ODS vice president Petr Necas was as blunt as President Klaus. "If one country refuses, that means the project is over in its entirety," he said. "It makes no sense to continue the ratification of a dead document."
Complicating matters is the fact that the ODS is part of a three-way coalition that includes the Christian Democrats and the Green Party.
The Christian Democrats have not give their view, but Ondrem Liska, the vice president of the Green party called on Saturday for the ratification process to go ahead.
Ratification must be continued "as soon as possible, so that it is completed by the end of the year," said Liska.
The ODS has little room for manouevre then at the heart of what looks like an increasingly fragile coalition.
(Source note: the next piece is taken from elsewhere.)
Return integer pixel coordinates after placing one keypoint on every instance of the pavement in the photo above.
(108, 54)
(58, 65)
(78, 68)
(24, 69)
Topolanek will discuss the issue on Monday with French President Nicolas Sarkozy, when he travels to Prague to meet the prime ministers of the Czech Republic, Hungary, Poland and Slovakia.
Sarkozy wants to see the ratification process continue in order to steer the EU away from crisis.
It will be France's task to navigate the European Union through the storm let loose by the Irish vote: they take over the rotating six-monthly presidency of the European Union from Slovenia in July.
The Czech Republic will get its turn in the hot seat from January next year -- and it is a safe bet the EU's problems will be far from resolved by then.